Recebi Pulphead, traduzido por Chico Mattoso e Daniel Pellizzari (coincidência, ou não, ambos autores da Coleção Amores Expressos), em casa por indicação da Diana e da Clara que trabalham na Companhia das Letras. Não sei ao certo se Luiz Schwarcz treina todos seus funcionários a criarem uma espécie de influência sobre as pessoas ou a estudarem em minúcias o perfil de cada leitor. Também não precisaram realizar esforços homéricos, a quarta capa – e as diversas resenhas que li – avisavam que o autor daquele livro de ensaios era comparado a Tom Wolfe e David Foster Wallace.

Àquela altura, John Jeremiah Sullivan era um desconhecido para mim e ele ainda não estava confirmado a vir às ruas de Paraty praticar caminhada com obstáculos no centro histórico. Todavia, ao confirmarem sua presença, atropelei algumas teclas no meu MacBook e agendei uma entrevista com o ensaísta na primeira data disponível, por e-mail.

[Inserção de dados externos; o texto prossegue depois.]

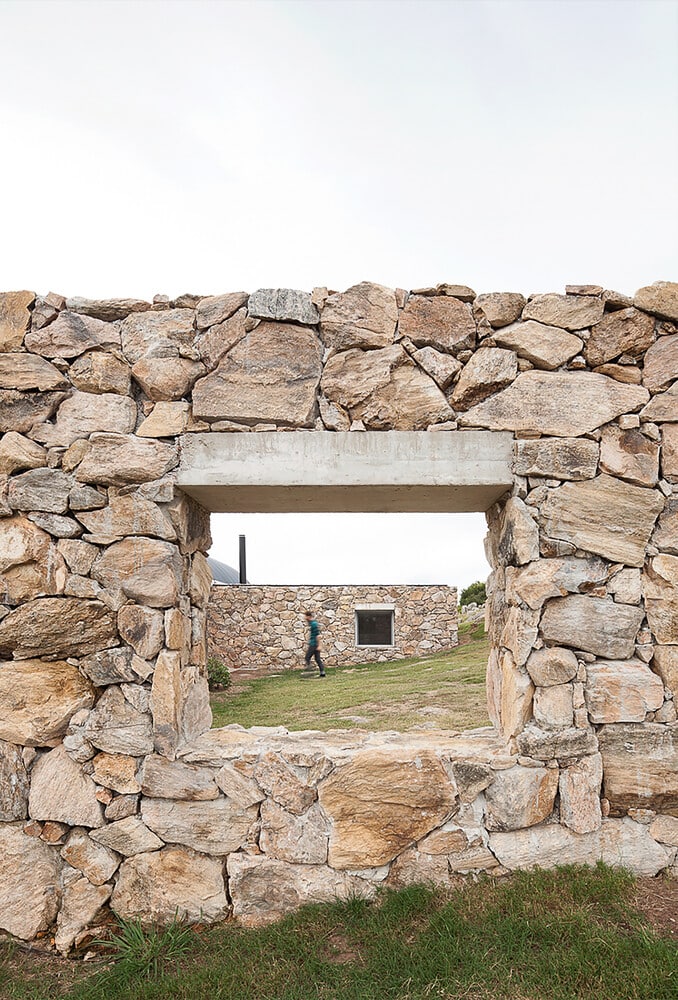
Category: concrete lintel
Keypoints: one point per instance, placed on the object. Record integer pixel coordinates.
(352, 471)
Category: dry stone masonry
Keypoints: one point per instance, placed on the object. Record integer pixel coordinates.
(115, 792)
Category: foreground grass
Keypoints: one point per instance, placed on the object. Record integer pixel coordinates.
(446, 691)
(563, 935)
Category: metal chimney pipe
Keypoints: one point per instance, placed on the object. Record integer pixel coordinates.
(242, 577)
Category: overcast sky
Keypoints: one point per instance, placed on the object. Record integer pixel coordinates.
(210, 147)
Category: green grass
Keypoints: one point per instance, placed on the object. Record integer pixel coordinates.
(565, 934)
(446, 691)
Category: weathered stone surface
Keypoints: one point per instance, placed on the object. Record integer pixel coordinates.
(283, 305)
(362, 316)
(265, 889)
(166, 779)
(617, 843)
(30, 564)
(80, 903)
(544, 578)
(520, 796)
(217, 827)
(621, 691)
(26, 371)
(594, 624)
(573, 312)
(384, 389)
(128, 837)
(629, 455)
(118, 459)
(217, 308)
(487, 371)
(270, 375)
(546, 347)
(57, 626)
(29, 877)
(40, 489)
(660, 590)
(62, 792)
(382, 801)
(501, 308)
(160, 886)
(117, 727)
(580, 794)
(660, 368)
(441, 322)
(562, 404)
(85, 413)
(142, 628)
(552, 666)
(143, 569)
(661, 298)
(640, 767)
(72, 334)
(297, 839)
(612, 519)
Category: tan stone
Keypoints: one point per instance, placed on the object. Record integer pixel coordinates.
(660, 298)
(580, 794)
(270, 375)
(572, 312)
(612, 519)
(520, 797)
(625, 331)
(441, 322)
(159, 887)
(546, 347)
(365, 315)
(562, 404)
(487, 371)
(119, 459)
(29, 876)
(382, 801)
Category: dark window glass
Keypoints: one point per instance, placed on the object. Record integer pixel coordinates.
(375, 628)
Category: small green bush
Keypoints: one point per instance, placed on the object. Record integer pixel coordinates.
(218, 675)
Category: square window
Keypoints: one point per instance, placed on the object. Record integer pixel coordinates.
(374, 628)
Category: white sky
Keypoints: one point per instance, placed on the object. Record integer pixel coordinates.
(208, 147)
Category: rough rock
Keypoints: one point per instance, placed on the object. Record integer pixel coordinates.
(265, 889)
(382, 801)
(488, 370)
(29, 877)
(119, 459)
(72, 334)
(547, 347)
(629, 455)
(520, 797)
(62, 792)
(602, 515)
(365, 315)
(572, 312)
(441, 322)
(57, 626)
(161, 886)
(143, 569)
(270, 375)
(562, 404)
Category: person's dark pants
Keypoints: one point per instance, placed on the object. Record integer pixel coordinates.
(313, 653)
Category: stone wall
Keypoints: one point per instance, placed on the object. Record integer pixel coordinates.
(264, 626)
(113, 788)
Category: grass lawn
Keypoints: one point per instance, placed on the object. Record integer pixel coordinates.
(446, 691)
(569, 934)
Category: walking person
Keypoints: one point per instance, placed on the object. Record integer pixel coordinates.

Ao chegar em Paraty conheci André Araújo, um dos “hóspedes” da Casa Posfácio, que já colaborou com o site indiretamente com Bruno Mattos e que se considera um fanático pelos ensaios do Sullivan, se empolgou em me ajudar nessa empreitada mais do que bem vinda – e o gravador era dele, de qualquer forma. Mal sabia eu que suas perguntas seriam tão pertinentes quanto as minhas e, provavelmente, aquele encontro, em um jardim na sexta-feira ensolarada e quente de Paraty, seria um aperitivo (quase couvert) da tão esperada mesa “A arte do ensaio”.

Chegamos a Casa da Companhia das Letras, na Rua do Comércio de Paraty. Eu estava um pouco nervoso, pois no primeiro ensaio de Pulphead Sullivan transcreve fielmente sotaques e sabe diferenciá-los na escrita.

 

“Fiquei com medo de começar essa entrevista. Meu sotaque é muito puxado e isso fica evidente quando falo em inglês.”, confessei.

 

Sullivan deu uma leve risada, enxugou o suor da fronte antes de elogiar meu inglês, tragou seu cigarro enrolado à mão, soltando a fumaça de maneira peculiar:

 

“Eu presto muita atenção a sotaques, provavelmente por ser do sul dos EUA, apesar de não me considerar um escritor sulista, pois cresci em indiana. Uma coisa que o sul faz com você é sensibilizá-lo para os diferentes modos de falar. Eu lembro quando tinha 13 anos e minha família se mudou do Kentucky para Ohio, lembro de rirem de mim pelo meu sotaque, imitando o jeito que eu falava.”

 

Nessa hora me identifiquei e soltei outra risada, mas ele continuou:

 

“E de alguma forma o meu ouvido ligou. Comecei a prestar atenção ao modo como as pessoas falavam, e que esse modo muitas vezes refletia questões de classe.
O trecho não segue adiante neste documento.